Pour être féconde, l’analyse juridique ne doit donc se fermer ni à l’univers des faits, ni au ciel des valeurs, ni au monde des formes. Autrement dit, elle ne doit pas confondre objectivité et autosuffisance. « On trouve tout dans le corps du droit » écrivait ainsi déjà Accurse au XIIIe siècle. Cet enfermement disciplinaire, dont les juristes furent les champions, a fait école dans certaines sciences sociales, qui ont à leur tour prétendu tout contenir en leur sein. Tout, y compris le droit. Cela donne la réduction sociologique du droit à un instrument de pouvoir, ou sa réduction économique à un instrument d’allocation efficace des ressources. Bien sûr il existe dans toutes ces branches du savoir des courants qui ne cèdent pas à cette tentation hégémonique, mais se contentent d’œuvrer, chacun avec ses propres méthodes, à une meilleure intelligence de l’homme et de la société. L’analyse juridique doit être conduite dans cette perspective épistémologique, d’une contribution partielle à l’intelligibilité de phénomènes dont aucune science ne peut prétendre détenir toutes les clés, mais à laquelle toutes ont quelque chose à apporter. Ainsi conduite, elle permet d’éclairer, au delà de la normativité du droit, celle qui se trouve à l’œuvre dans les catégories de pensée qui en sont issues et irriguent, souvent à leur insu, toutes les sciences.
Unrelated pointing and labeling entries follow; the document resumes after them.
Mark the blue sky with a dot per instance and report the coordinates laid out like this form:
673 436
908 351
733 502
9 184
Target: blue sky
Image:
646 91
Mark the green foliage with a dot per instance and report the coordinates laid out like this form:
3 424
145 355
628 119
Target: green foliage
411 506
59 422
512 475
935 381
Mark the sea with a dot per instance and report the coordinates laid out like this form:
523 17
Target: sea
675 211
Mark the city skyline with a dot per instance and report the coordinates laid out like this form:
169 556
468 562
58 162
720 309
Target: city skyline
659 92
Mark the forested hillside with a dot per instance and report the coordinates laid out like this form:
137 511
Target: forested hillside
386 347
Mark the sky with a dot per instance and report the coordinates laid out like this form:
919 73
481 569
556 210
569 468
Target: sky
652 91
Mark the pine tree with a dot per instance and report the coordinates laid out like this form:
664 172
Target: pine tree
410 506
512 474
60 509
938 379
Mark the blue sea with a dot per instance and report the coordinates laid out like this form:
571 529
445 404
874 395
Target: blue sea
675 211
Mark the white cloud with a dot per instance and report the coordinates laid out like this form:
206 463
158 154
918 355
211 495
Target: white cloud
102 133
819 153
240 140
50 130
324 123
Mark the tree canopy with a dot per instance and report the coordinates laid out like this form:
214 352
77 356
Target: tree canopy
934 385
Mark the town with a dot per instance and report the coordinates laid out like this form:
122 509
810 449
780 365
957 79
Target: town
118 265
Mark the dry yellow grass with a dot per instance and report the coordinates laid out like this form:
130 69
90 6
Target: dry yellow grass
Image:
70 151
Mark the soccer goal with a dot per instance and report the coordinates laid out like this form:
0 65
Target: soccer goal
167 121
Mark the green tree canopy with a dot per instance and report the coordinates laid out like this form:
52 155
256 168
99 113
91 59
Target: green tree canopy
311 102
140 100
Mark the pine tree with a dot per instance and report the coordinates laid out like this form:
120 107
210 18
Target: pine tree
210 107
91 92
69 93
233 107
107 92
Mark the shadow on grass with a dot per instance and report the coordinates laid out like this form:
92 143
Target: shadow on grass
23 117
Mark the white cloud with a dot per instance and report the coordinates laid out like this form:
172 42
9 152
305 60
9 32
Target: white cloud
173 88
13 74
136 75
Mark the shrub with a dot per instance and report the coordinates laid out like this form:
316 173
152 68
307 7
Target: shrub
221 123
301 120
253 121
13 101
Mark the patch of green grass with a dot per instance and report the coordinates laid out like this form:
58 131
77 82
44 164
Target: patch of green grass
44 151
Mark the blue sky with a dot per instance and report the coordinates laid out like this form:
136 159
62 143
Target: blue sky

S’agissant de l’État social, une telle analyse doit aussi adopter une focale assez large pour situer cet édifice institutionnel dans l’histoire et la géographie des solidarités humaines. Le recours au concept de solidarité dans l’intitulé de la chaire pourrait ici prêter à question, tant il a partie liée avec l’histoire française de l’État-providence. Déjà en 1927, dans le cours qu’il lui a consacré au Collège de France, Charles Gide se demandait si ce concept n’était pas usé à force d’avoir trop servi. Il est certain qu’il doit une partie de son succès à sa capacité sulfureuse de transgresser la frontière qui sépare les faits du droit. Issue du droit romain et née en droit civil, la notion de solidarité a conquis en sociologie une place centrale, avant de faire retour, chargée de sens nouveaux, d’abord en droit social puis tout récemment dans la Charte européenne des droits fondamentaux. Lors de son apparition dans le vocabulaire juridique à la fin du XVIIe siècle, solidarité eut un moment pour synonyme le mot solidité, encore employé par Pothier dans son Traité des obligations en 1761. De fait, solidarité dans son sens le plus large désigne ce qui solidifie un groupe humain, sans préjuger de la nature et de la composition de la colle qui fait tenir ensemble les membres de ce groupe. Elle a ainsi une généralité et une neutralité que ne possèdent ni la notion de charité (et encore moins son avatar contemporain : le care), ni celle de fraternité (qui postule un ancêtre mythique). C’est la raison pour laquelle le concept de solidarité, bien que d’un maniement délicat, conserve une grande valeur heuristique pour étudier le sort de l’État social dans le contexte de ce que, d’un terme aussi imprécis qu’omniprésent, on appelle globalisation.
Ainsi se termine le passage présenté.